Here endeth my experience of the celebrated Turkish bath, and here also endeth my dream of the bliss the mortal revels in who passes through it. It is a malignant swindle. The man who enjoys it is qualified to enjoy anything that is repulsive to sight or sense, and he that can invest it with a charm of poetry is able to do the same with anything else in the world that is tedious, and wretched, and dismal, and nasty.
XXXV
Sailing through the Bosporus and the Black Sea—“Faraway Moses”—Melancholy Sebastopol—Hospitably received in Russia—Pleasant English people—Desperate fighting—Relic hunting—How travelers form “cabinets.”
We left a dozen passengers in Constantinople, and sailed through the beautiful Bosporus and far up into the Black Sea. We left them in the clutches of the celebrated Turkish guide, “Faraway Moses,” who will seduce them into buying a shipload of ottar of roses, splendid Turkish vestments, and all manner of curious things they can never have any use for.
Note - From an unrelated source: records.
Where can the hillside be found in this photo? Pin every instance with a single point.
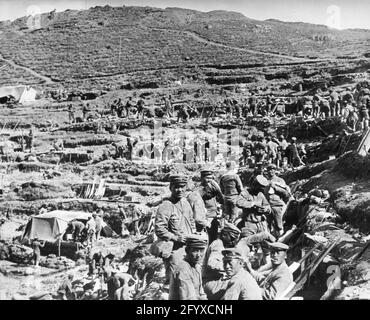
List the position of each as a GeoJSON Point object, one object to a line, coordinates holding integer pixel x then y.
{"type": "Point", "coordinates": [90, 47]}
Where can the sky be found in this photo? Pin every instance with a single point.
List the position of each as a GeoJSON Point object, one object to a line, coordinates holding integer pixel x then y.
{"type": "Point", "coordinates": [339, 14]}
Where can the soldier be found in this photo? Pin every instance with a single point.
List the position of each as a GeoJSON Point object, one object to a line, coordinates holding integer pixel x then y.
{"type": "Point", "coordinates": [140, 109]}
{"type": "Point", "coordinates": [255, 206]}
{"type": "Point", "coordinates": [98, 226]}
{"type": "Point", "coordinates": [334, 103]}
{"type": "Point", "coordinates": [210, 193]}
{"type": "Point", "coordinates": [278, 195]}
{"type": "Point", "coordinates": [231, 187]}
{"type": "Point", "coordinates": [36, 245]}
{"type": "Point", "coordinates": [253, 104]}
{"type": "Point", "coordinates": [324, 108]}
{"type": "Point", "coordinates": [279, 278]}
{"type": "Point", "coordinates": [213, 270]}
{"type": "Point", "coordinates": [183, 113]}
{"type": "Point", "coordinates": [30, 140]}
{"type": "Point", "coordinates": [71, 113]}
{"type": "Point", "coordinates": [292, 154]}
{"type": "Point", "coordinates": [76, 229]}
{"type": "Point", "coordinates": [186, 280]}
{"type": "Point", "coordinates": [85, 110]}
{"type": "Point", "coordinates": [174, 223]}
{"type": "Point", "coordinates": [128, 107]}
{"type": "Point", "coordinates": [241, 285]}
{"type": "Point", "coordinates": [168, 106]}
{"type": "Point", "coordinates": [91, 229]}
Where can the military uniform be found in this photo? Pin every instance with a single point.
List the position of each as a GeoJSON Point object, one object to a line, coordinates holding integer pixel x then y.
{"type": "Point", "coordinates": [278, 195]}
{"type": "Point", "coordinates": [174, 219]}
{"type": "Point", "coordinates": [254, 222]}
{"type": "Point", "coordinates": [231, 187]}
{"type": "Point", "coordinates": [278, 280]}
{"type": "Point", "coordinates": [241, 286]}
{"type": "Point", "coordinates": [186, 280]}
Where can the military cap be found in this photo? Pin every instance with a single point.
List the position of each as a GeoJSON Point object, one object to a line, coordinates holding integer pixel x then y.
{"type": "Point", "coordinates": [278, 246]}
{"type": "Point", "coordinates": [261, 180]}
{"type": "Point", "coordinates": [230, 164]}
{"type": "Point", "coordinates": [206, 173]}
{"type": "Point", "coordinates": [178, 179]}
{"type": "Point", "coordinates": [230, 229]}
{"type": "Point", "coordinates": [232, 253]}
{"type": "Point", "coordinates": [196, 241]}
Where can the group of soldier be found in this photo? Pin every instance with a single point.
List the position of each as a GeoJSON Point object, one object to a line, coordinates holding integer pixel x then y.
{"type": "Point", "coordinates": [88, 231]}
{"type": "Point", "coordinates": [207, 253]}
{"type": "Point", "coordinates": [272, 149]}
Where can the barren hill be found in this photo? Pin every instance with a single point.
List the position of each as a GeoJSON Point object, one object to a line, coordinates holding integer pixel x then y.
{"type": "Point", "coordinates": [105, 46]}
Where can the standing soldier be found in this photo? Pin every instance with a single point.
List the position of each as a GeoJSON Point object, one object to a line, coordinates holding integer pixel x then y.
{"type": "Point", "coordinates": [253, 104]}
{"type": "Point", "coordinates": [278, 196]}
{"type": "Point", "coordinates": [173, 224]}
{"type": "Point", "coordinates": [186, 280]}
{"type": "Point", "coordinates": [240, 284]}
{"type": "Point", "coordinates": [36, 245]}
{"type": "Point", "coordinates": [30, 140]}
{"type": "Point", "coordinates": [168, 107]}
{"type": "Point", "coordinates": [231, 187]}
{"type": "Point", "coordinates": [280, 277]}
{"type": "Point", "coordinates": [98, 226]}
{"type": "Point", "coordinates": [205, 211]}
{"type": "Point", "coordinates": [76, 229]}
{"type": "Point", "coordinates": [90, 230]}
{"type": "Point", "coordinates": [213, 270]}
{"type": "Point", "coordinates": [85, 110]}
{"type": "Point", "coordinates": [140, 108]}
{"type": "Point", "coordinates": [71, 113]}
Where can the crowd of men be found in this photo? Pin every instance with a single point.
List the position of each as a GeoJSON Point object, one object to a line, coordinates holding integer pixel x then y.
{"type": "Point", "coordinates": [208, 252]}
{"type": "Point", "coordinates": [272, 149]}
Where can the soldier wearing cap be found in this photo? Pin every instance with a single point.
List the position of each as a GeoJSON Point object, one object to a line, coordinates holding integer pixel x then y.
{"type": "Point", "coordinates": [186, 280]}
{"type": "Point", "coordinates": [213, 270]}
{"type": "Point", "coordinates": [204, 200]}
{"type": "Point", "coordinates": [174, 221]}
{"type": "Point", "coordinates": [231, 187]}
{"type": "Point", "coordinates": [278, 195]}
{"type": "Point", "coordinates": [240, 283]}
{"type": "Point", "coordinates": [292, 154]}
{"type": "Point", "coordinates": [255, 208]}
{"type": "Point", "coordinates": [279, 278]}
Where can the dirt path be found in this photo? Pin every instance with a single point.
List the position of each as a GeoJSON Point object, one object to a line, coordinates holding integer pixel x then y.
{"type": "Point", "coordinates": [34, 73]}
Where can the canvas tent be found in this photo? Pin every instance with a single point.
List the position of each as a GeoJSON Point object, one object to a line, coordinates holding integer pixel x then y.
{"type": "Point", "coordinates": [22, 94]}
{"type": "Point", "coordinates": [52, 225]}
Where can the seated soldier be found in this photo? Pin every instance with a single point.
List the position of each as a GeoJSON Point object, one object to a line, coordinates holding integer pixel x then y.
{"type": "Point", "coordinates": [240, 285]}
{"type": "Point", "coordinates": [279, 277]}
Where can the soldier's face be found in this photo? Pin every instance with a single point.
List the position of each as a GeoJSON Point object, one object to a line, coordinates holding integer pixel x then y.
{"type": "Point", "coordinates": [271, 173]}
{"type": "Point", "coordinates": [277, 257]}
{"type": "Point", "coordinates": [232, 267]}
{"type": "Point", "coordinates": [196, 254]}
{"type": "Point", "coordinates": [178, 191]}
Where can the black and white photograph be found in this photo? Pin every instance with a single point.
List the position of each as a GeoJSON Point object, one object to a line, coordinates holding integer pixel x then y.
{"type": "Point", "coordinates": [184, 150]}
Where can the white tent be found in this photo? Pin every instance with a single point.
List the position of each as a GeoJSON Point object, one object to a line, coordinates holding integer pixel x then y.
{"type": "Point", "coordinates": [52, 225]}
{"type": "Point", "coordinates": [22, 94]}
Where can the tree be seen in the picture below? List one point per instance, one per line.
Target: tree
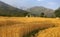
(57, 12)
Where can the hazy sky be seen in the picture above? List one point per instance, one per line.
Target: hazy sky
(53, 4)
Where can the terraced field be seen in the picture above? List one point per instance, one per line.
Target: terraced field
(26, 27)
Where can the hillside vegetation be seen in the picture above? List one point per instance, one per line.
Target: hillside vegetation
(7, 10)
(25, 27)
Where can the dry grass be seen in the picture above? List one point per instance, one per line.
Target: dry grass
(51, 32)
(21, 27)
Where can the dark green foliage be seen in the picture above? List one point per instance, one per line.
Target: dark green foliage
(57, 12)
(42, 15)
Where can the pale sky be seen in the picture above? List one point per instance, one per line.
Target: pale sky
(52, 4)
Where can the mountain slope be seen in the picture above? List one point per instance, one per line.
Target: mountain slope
(37, 10)
(7, 10)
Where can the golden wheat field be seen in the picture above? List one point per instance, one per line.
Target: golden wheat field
(28, 27)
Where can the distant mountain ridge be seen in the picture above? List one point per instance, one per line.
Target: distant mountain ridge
(7, 10)
(37, 10)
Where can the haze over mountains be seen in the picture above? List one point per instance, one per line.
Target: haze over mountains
(7, 10)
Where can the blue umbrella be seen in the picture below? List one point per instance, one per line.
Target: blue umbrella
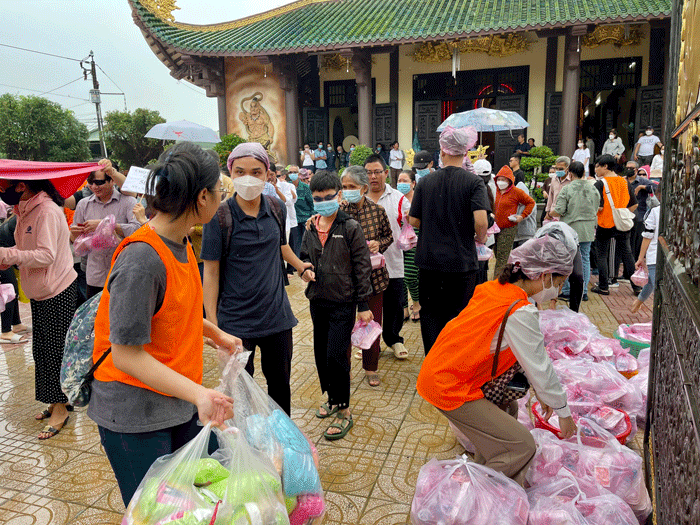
(485, 119)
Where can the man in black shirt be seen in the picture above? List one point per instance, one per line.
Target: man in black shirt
(451, 208)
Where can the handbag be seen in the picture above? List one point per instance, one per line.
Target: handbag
(622, 217)
(512, 384)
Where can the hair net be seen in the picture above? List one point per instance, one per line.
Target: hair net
(249, 149)
(457, 141)
(543, 255)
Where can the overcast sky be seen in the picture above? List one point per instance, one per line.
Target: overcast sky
(73, 28)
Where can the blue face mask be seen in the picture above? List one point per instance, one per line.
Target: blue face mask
(353, 196)
(404, 187)
(326, 208)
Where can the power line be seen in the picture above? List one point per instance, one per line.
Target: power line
(40, 52)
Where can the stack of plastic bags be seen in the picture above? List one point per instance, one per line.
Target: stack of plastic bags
(600, 465)
(459, 492)
(268, 429)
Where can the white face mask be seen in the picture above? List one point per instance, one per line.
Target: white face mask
(547, 293)
(248, 187)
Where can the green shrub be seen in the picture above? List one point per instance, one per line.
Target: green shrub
(225, 147)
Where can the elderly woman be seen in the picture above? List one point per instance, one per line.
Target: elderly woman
(377, 230)
(470, 352)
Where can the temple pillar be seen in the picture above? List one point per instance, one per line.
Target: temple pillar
(572, 88)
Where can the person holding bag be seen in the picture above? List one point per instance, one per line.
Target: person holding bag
(484, 358)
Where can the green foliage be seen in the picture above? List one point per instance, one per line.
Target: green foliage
(360, 154)
(541, 152)
(34, 128)
(124, 137)
(225, 147)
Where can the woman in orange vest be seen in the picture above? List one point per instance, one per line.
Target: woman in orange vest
(461, 361)
(147, 395)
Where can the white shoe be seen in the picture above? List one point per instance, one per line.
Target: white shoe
(400, 351)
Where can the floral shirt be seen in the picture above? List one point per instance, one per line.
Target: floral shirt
(375, 225)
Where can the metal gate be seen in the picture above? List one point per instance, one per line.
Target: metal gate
(672, 436)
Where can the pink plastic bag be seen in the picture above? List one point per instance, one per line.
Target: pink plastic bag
(640, 277)
(459, 492)
(364, 335)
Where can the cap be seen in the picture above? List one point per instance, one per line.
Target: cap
(422, 159)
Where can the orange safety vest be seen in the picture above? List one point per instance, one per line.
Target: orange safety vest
(176, 329)
(621, 198)
(460, 361)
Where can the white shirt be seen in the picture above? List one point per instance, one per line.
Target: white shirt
(583, 155)
(389, 200)
(523, 336)
(289, 192)
(396, 158)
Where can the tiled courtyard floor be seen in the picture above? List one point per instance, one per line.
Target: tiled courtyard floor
(369, 477)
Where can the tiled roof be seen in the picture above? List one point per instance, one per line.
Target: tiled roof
(317, 25)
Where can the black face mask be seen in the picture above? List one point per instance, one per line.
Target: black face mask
(11, 197)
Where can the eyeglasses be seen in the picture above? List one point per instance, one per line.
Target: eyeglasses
(326, 198)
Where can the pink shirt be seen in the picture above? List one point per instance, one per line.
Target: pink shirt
(43, 248)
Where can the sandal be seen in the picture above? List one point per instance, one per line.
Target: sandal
(51, 431)
(342, 423)
(373, 379)
(329, 411)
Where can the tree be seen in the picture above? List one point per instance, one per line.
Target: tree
(34, 128)
(125, 140)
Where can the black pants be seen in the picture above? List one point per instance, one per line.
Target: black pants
(276, 361)
(622, 243)
(10, 317)
(333, 324)
(131, 455)
(443, 295)
(392, 313)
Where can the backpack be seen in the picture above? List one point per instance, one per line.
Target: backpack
(225, 218)
(77, 368)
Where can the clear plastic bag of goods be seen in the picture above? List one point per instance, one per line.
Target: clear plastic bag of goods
(365, 334)
(176, 491)
(268, 429)
(460, 492)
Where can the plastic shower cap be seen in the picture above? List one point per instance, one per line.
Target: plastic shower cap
(543, 255)
(457, 141)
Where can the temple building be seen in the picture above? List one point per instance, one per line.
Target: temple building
(375, 71)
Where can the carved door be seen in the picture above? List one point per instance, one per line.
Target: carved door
(315, 125)
(426, 117)
(506, 140)
(384, 123)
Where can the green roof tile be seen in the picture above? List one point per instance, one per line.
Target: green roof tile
(347, 23)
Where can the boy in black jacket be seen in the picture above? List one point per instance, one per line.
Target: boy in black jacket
(336, 246)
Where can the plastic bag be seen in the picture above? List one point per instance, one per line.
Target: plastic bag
(365, 334)
(640, 277)
(483, 253)
(167, 494)
(459, 492)
(407, 238)
(268, 429)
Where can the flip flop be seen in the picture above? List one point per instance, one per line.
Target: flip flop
(51, 431)
(329, 411)
(344, 429)
(14, 340)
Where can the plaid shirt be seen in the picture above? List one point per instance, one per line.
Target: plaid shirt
(375, 225)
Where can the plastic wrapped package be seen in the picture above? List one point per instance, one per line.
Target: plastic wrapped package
(268, 429)
(460, 492)
(365, 334)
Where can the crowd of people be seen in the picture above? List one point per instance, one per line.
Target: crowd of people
(208, 254)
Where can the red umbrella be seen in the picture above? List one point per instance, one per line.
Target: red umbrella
(66, 177)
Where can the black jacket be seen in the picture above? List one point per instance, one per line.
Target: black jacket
(343, 267)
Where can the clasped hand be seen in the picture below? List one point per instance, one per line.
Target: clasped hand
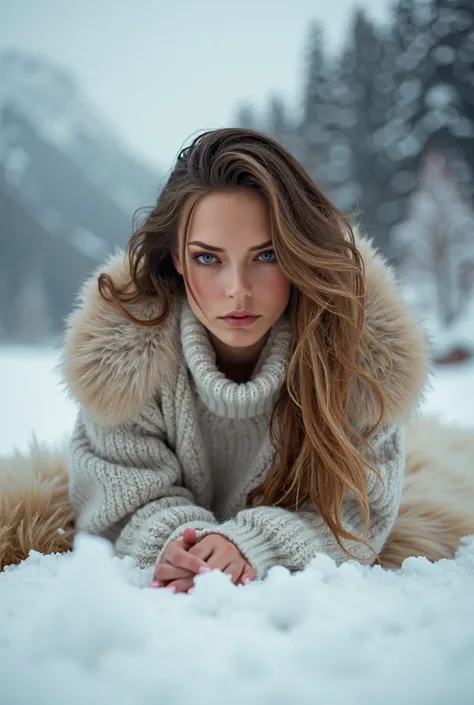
(187, 557)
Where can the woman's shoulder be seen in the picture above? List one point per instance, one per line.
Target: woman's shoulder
(110, 365)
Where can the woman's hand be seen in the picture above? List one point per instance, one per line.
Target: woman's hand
(186, 557)
(177, 567)
(221, 554)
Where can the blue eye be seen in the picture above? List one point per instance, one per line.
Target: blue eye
(205, 258)
(267, 256)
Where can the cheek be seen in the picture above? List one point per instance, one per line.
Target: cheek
(275, 288)
(205, 286)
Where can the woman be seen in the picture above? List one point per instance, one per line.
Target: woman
(244, 375)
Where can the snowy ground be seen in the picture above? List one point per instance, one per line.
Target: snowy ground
(84, 628)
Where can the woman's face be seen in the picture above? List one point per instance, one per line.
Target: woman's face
(232, 270)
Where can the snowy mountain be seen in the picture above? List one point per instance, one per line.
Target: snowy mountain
(68, 191)
(53, 102)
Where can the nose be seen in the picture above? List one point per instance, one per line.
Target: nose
(238, 285)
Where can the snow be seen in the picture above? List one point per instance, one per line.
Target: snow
(85, 628)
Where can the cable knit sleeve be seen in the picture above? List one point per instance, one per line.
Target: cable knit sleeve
(126, 484)
(269, 536)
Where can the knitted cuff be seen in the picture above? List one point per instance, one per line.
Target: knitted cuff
(250, 542)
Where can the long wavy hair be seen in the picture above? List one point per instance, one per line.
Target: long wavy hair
(320, 457)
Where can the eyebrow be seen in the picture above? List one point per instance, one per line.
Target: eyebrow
(211, 248)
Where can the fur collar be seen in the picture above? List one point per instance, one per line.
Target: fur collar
(113, 367)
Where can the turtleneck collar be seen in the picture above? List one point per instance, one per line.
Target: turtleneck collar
(221, 395)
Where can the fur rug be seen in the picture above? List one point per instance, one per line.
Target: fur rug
(437, 507)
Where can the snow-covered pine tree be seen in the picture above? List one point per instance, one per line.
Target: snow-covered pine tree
(317, 109)
(437, 241)
(362, 81)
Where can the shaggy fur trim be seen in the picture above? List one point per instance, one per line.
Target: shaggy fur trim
(437, 507)
(35, 513)
(108, 364)
(113, 367)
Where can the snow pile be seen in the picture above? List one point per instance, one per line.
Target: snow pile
(85, 628)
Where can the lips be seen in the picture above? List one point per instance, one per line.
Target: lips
(240, 319)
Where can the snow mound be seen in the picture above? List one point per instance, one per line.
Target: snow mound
(84, 628)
Murray’s invaluable guidebooks have mentioned Faraway Moses’ name, and he is a made man. He rejoices daily in the fact that he is a recognized celebrity. However, we can not alter our established customs to please the whims of guides; we can not show partialities this late in the day. Therefore, ignoring this fellow’s brilliant fame, and ignoring the fanciful name he takes such pride in, we called him Ferguson, just as we had done with all other guides. It has kept him in a state of smothered exasperation all the time. Yet we meant him no harm. After he has gotten himself up regardless of expense, in showy, baggy trousers, yellow, pointed slippers, fiery fez, silken jacket of blue, voluminous waist-sash of fancy Persian stuff filled with a battery of silver-mounted horse-pistols, and has strapped on his terrible scimitar, he considers it an unspeakable humiliation to be called Ferguson. It can not be helped. All guides are Fergusons to us. We can not master their dreadful foreign names.